Nadie reconoce al Estado Libre Asociado. Por ende, el Estado Libre Asociado no existe más que como un mal uso de la lengua. Ninguno de los más de dos centenares de países en las Naciones Unidas tiene relaciones con el Estado Libre Asociado de Puerto Rico. Cualquier vínculo que sostengamos con el exterior pasa por el Departamento de Estado de EE UU. Aun para Washington ni siquiera existimos mediante estas palabras. No somos el Free Associated State of Puerto Rico. En la jurisprudencia estadounidense este bizantinismo resulta imposible. Verdaderamente el ELA no existe para nadie sino para los que tienen fe o intereses creados. De aquí su perenne voluntad redefinitoria que pretende demostrar así el dinamismo de un cuerpo no nacido o muerto.
El ELA no es más que la osificación del fracaso en la política de los puertorriqueños. Y este fracaso nos incluye a todos pero especialmente a los cabecillas del estadolibrismo.
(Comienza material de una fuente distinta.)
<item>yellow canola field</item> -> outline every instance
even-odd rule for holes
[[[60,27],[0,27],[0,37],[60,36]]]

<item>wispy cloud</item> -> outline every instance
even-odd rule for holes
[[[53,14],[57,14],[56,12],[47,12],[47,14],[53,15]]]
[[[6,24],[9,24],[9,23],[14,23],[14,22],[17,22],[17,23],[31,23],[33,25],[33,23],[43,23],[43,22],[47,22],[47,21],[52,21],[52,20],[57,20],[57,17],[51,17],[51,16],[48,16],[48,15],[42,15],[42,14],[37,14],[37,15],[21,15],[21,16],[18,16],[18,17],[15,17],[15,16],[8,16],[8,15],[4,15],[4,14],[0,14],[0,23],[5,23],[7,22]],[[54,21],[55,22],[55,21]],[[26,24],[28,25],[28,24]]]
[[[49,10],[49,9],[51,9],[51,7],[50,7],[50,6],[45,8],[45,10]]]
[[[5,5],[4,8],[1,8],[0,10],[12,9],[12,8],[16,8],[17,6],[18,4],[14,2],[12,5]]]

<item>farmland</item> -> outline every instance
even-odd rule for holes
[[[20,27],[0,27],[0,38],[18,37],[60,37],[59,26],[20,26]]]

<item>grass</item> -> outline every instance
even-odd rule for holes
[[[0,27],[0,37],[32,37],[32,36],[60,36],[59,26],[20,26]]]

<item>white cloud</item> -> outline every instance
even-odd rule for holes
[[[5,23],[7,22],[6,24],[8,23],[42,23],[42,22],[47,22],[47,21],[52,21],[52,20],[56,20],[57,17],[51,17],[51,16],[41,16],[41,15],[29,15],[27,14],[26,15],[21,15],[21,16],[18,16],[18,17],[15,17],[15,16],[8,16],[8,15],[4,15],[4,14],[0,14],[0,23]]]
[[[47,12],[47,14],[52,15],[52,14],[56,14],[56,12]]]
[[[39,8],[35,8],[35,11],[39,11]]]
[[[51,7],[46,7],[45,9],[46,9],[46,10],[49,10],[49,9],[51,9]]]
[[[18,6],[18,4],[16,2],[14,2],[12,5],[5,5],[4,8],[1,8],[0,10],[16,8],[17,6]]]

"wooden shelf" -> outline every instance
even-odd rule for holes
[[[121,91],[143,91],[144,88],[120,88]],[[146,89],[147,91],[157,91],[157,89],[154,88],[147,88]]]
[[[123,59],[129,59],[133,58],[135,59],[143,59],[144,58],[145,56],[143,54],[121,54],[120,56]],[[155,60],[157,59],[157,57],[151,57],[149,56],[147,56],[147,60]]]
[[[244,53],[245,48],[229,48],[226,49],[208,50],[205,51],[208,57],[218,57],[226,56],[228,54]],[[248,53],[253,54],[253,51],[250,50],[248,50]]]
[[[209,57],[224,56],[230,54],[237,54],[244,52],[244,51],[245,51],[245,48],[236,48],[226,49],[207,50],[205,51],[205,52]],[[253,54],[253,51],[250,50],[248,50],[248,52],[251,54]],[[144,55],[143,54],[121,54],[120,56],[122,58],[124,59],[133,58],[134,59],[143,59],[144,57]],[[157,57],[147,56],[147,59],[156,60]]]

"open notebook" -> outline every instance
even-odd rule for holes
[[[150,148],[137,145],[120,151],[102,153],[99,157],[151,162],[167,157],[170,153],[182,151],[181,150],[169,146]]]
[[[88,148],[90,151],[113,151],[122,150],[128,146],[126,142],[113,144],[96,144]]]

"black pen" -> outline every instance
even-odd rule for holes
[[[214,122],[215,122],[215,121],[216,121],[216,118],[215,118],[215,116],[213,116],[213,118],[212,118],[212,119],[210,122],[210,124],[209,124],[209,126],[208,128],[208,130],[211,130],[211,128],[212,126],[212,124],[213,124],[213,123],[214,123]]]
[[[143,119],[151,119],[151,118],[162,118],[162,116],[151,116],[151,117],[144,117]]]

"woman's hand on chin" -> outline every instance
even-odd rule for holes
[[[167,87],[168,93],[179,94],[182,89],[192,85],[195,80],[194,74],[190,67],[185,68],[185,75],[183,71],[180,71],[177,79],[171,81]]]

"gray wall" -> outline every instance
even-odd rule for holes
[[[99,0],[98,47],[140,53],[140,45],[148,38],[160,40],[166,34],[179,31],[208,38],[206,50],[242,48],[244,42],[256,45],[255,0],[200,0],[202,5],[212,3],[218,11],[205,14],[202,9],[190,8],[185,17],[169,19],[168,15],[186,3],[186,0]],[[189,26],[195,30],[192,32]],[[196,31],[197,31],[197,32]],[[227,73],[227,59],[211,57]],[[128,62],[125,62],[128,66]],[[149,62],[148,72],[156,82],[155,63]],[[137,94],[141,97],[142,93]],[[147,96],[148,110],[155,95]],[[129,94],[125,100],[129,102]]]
Estas figuras nos han hecho víctimas de la glosolalia: hablamos una lengua que nadie más entiende y, por eso, con cada día el mundo nos ve menos y los mismos puertorriqueños vamos desfigurándonos y difuminándonos en nuestra propia sociedad. Los propulsores del Estado Libre Asociado, sin proponérselo, nos han condenado a la invisibilidad generalizada y progresiva. Perdimos la vista, vamos perdiendo el habla y ya hemos comenzado a perder el cuerpo mismo.
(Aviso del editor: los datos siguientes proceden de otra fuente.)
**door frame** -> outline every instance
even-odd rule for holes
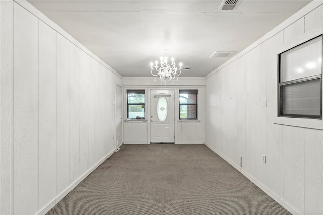
[[[146,112],[146,117],[147,117],[147,127],[148,127],[148,144],[150,144],[150,139],[151,139],[151,121],[150,120],[150,116],[151,115],[150,113],[150,102],[151,101],[150,98],[150,91],[152,90],[174,90],[174,144],[176,144],[177,143],[177,124],[176,123],[176,121],[178,120],[178,113],[176,110],[178,109],[178,104],[177,101],[178,99],[176,99],[177,98],[178,98],[178,88],[176,87],[148,87],[147,89],[147,101],[146,103],[146,107],[147,108],[146,110],[148,109]]]

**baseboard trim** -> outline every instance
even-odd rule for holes
[[[204,144],[200,141],[178,141],[176,144]]]
[[[148,144],[147,142],[127,142],[126,141],[124,141],[124,143],[125,144]]]
[[[241,168],[240,168],[240,167],[239,166],[237,165],[237,164],[234,163],[233,161],[232,161],[232,160],[231,160],[231,159],[229,159],[227,156],[226,156],[225,155],[224,155],[224,154],[223,154],[222,153],[220,152],[216,148],[214,148],[214,147],[213,147],[211,145],[210,145],[209,144],[207,144],[206,143],[205,143],[205,144],[207,147],[210,148],[211,149],[211,150],[212,150],[213,152],[215,152],[218,155],[219,155],[220,157],[222,158],[227,162],[229,163],[231,166],[232,166],[235,168],[237,169],[238,170],[239,170],[239,172],[241,172]]]
[[[73,182],[70,186],[69,186],[67,188],[66,188],[65,190],[62,192],[61,193],[58,194],[55,199],[53,199],[51,201],[50,201],[47,205],[44,207],[43,208],[41,209],[37,214],[38,215],[43,215],[47,213],[51,208],[54,207],[54,206],[58,203],[60,201],[61,201],[64,197],[65,197],[70,192],[71,192],[73,189],[76,187],[82,181],[84,180],[85,178],[86,178],[92,172],[93,172],[95,169],[97,168],[99,166],[100,166],[103,162],[104,162],[105,160],[106,160],[109,157],[111,156],[111,155],[114,153],[115,151],[117,148],[114,149],[112,152],[111,152],[107,155],[104,156],[102,159],[101,159],[98,162],[95,164],[92,168],[89,169],[87,172],[86,172],[84,174],[83,174],[82,176],[81,176],[78,179],[75,180],[74,182]]]
[[[280,204],[283,207],[287,210],[289,212],[293,214],[301,214],[298,210],[296,210],[293,206],[291,206],[287,202],[285,201],[283,199],[278,196],[276,193],[273,192],[270,189],[269,189],[266,186],[258,181],[252,176],[250,175],[247,172],[246,172],[244,170],[242,169],[239,165],[233,162],[231,159],[229,159],[227,157],[223,155],[222,153],[219,152],[217,149],[205,143],[205,145],[210,148],[211,150],[213,151],[220,157],[222,158],[225,161],[229,163],[231,166],[234,167],[241,173],[242,175],[246,177],[251,182],[253,183],[256,186],[260,188],[263,192],[268,195],[271,198],[276,201],[277,203]]]

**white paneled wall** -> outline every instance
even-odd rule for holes
[[[277,117],[277,54],[323,33],[319,4],[206,79],[206,145],[293,214],[323,214],[323,121]]]
[[[0,214],[44,214],[114,152],[122,81],[17,2],[0,1]]]
[[[13,207],[13,4],[0,1],[0,214]]]

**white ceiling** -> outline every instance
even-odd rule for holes
[[[311,0],[242,0],[219,12],[222,0],[28,0],[123,76],[150,76],[164,55],[181,76],[205,76]],[[216,51],[234,51],[210,58]]]

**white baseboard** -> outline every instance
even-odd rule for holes
[[[219,155],[220,157],[222,158],[225,161],[229,163],[231,166],[232,166],[235,168],[237,169],[239,171],[239,172],[241,172],[241,168],[239,165],[237,165],[237,164],[234,163],[233,161],[232,161],[231,159],[230,159],[227,156],[226,156],[225,155],[224,155],[224,154],[223,154],[222,153],[218,151],[216,148],[213,148],[212,146],[206,143],[205,143],[205,145],[207,147],[210,148],[211,150],[212,150],[213,152],[215,152],[218,155]]]
[[[205,143],[205,145],[210,148],[212,151],[216,153],[218,155],[222,158],[225,161],[229,163],[231,166],[234,167],[235,169],[238,170],[239,172],[242,174],[244,176],[245,176],[248,179],[249,179],[251,182],[253,183],[256,186],[260,188],[263,192],[265,192],[267,195],[271,197],[271,198],[273,198],[274,200],[275,200],[277,203],[280,204],[283,207],[287,210],[289,212],[293,214],[301,214],[299,211],[296,210],[294,207],[291,206],[287,202],[285,201],[283,199],[282,199],[280,196],[278,196],[276,193],[273,192],[272,190],[269,189],[268,187],[262,184],[261,183],[258,181],[255,178],[254,178],[253,176],[249,175],[249,174],[246,172],[244,170],[242,169],[239,165],[237,165],[236,163],[233,162],[231,160],[229,159],[227,157],[219,152],[217,149],[214,148],[213,147],[210,145]]]
[[[94,165],[92,168],[89,169],[87,172],[81,176],[78,179],[75,180],[74,182],[70,185],[67,188],[58,194],[55,199],[53,199],[50,202],[49,202],[46,206],[43,208],[39,210],[37,214],[42,215],[47,213],[51,208],[52,208],[60,201],[61,201],[64,197],[66,196],[70,192],[71,192],[73,189],[76,187],[82,181],[84,180],[92,172],[93,172],[95,169],[100,166],[103,162],[104,162],[109,157],[110,157],[116,151],[117,148],[115,149],[113,151],[104,156],[102,159],[101,159],[98,162]]]
[[[201,141],[178,141],[177,144],[204,144],[204,142]]]
[[[124,143],[125,144],[148,144],[147,142],[128,142],[126,141]]]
Hace pocos días murió en París la escritora Mara Negrón. La prensa le dedicó una docena de líneas. Casi nadie sabe quién fue, qué mirada construía lo que ella hacía. En un salón de clases o en un texto de Mara había más política, más relación con el poder de un individuo o un grupo, que en todas las redefiniciones del ELA y todos los cuentos de hada madrina de una estadidad que también es una redefinición del ELA. Esos hablantes de lenguas inventadas miran su ombligo, repiten consignas, sueñan con la borrachera de la noche de las elecciones. Tenemos ELA para rato. Perdura indefinidamente lo que no existe. He aquí el éxito de los grandes términos. (Todas) las bocas que responden al apellido Hernández no tienen por qué preocuparse, morirán en paz, puestos en su puesto, muertos pero sin estar muertos como los muertos que ya no viven.